We were computing abs(sum(signed_pixels)), while the comment says
that sum(abs(signed_pixels)) works well. Change the code to match
the comment. (While I did tweak this code recently, as far as I can
tell the code hasn't matched the comment from when it was originally
added.)
Using the benchmarking script and same inputs as in #24819, just changed
to write .png files with different --png-compression-level values:
level 0: 390M -> 390M (no change)
level 1: 83M -> 78M (6% smaller)
level 2: 73M -> 69M (5.8% smaller at default compression level)
level 3: 71M -> 67M (5.6% smaller)
Sizes as computed by `du -hAs`. (`-A` prints apparent size on macOS.
It's important to use that flag to get consistent results. On Linux,
this flag is spelled `-b` instead.)
The size of sunset_retro.png goes up a tiny bit, but but less than
0.4% at all sizes. At level 2, the size goes from 908K to 911K, for
example.
The size of Tests/LibGfx/test-inputs/jpg/big_image.jpg encoded as PNG
goes down by about 2.7%, but it's the 2.7% that gets us over an MB
boundary at levels 1 and 2. At level 1, from 14M to 13M; at level 2
from 13M to 12M. (Exact numbers: 14417809 bytes to 13429605 at level 1,
14076443 bytes to 13088791 at level 2.) For comparison, sips writes a
15M (15610049 bytes) file. So we were already writing a smaller file,
and now we're even better. (We need 778 ms at level 1 while
sips needs 723ms. So it's a bit faster, but not a ton.)
The size of wow.apng goes from 606K to 584K (3.6% smaller).
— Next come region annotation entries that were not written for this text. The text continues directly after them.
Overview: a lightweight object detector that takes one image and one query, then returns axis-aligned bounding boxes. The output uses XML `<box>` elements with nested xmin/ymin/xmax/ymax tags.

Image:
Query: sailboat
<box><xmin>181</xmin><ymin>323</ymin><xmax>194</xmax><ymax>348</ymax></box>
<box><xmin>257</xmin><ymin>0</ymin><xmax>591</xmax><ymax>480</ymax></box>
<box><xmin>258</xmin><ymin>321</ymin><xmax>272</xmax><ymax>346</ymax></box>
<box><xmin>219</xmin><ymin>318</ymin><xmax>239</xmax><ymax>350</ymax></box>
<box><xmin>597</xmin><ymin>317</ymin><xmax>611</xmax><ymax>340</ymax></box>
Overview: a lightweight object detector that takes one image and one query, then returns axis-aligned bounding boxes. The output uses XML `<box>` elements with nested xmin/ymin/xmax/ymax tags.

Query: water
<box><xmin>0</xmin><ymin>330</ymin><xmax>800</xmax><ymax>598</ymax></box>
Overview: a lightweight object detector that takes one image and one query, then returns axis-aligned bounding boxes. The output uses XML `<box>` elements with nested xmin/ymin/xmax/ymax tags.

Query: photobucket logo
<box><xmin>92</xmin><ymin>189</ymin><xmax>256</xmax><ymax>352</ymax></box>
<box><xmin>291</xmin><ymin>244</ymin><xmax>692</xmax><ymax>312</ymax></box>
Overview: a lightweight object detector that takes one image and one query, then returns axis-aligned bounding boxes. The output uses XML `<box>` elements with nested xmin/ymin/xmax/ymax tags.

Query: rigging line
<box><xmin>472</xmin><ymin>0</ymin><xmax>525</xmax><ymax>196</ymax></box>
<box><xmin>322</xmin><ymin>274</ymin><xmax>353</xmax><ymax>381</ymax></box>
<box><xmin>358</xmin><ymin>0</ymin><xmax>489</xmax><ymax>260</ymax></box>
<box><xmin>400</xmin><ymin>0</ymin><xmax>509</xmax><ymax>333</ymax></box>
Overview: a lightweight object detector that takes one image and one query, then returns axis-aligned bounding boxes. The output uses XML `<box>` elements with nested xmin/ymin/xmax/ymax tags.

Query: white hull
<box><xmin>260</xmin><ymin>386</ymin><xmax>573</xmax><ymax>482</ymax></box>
Perf-wise, this is close to a wash. Worst case, it's maybe 2-3% slower,
but the numbers are pretty noisy, even with many repetitions in
`hyperfine`. I'm guessing `ministat` would claim that no significant
difference can be shown, but I haven't tried it. For example, for
sunset_retro.png at level 2, time goes from 179.3 ms ± 2.5 ms to
182.8 ms ± 1.9 ms, which would be a 2% slowdown. At level 0, where
the effect is relatively largest, it goes from 21.8 ms ± 0.7 ms to
22.6 ms ± 0.7 ms, a 3.6% slowdown (but with huge error bars).
For big_image.jpg level 1, time goes from 768.5 ms ± 8.4 ms to
777.9 ms ± 6.0 ms, 1.2% slower.
Previously, we were swapping red and blue before doing filtering.
The filters don't care about channel order, so instead only do
this when writing the PNG data.
In theory, this saves the work of channel swizzling when figuring
out which filter is best. In practice, it's perf-neutral:
swizzling is basically free. But it's still conceptually simpler.
No behavior change.
Brings wow.apng from 1.2M to 606K, while reducing encoding time from
233 ms to 167 ms.
(For comparison, writing wow.webp currently takes 88ms and produces
a 255K file. The input wow.gif is 184K.)
Before, we would compute and store the output of each predictor,
then pick the best one, and then copy its data.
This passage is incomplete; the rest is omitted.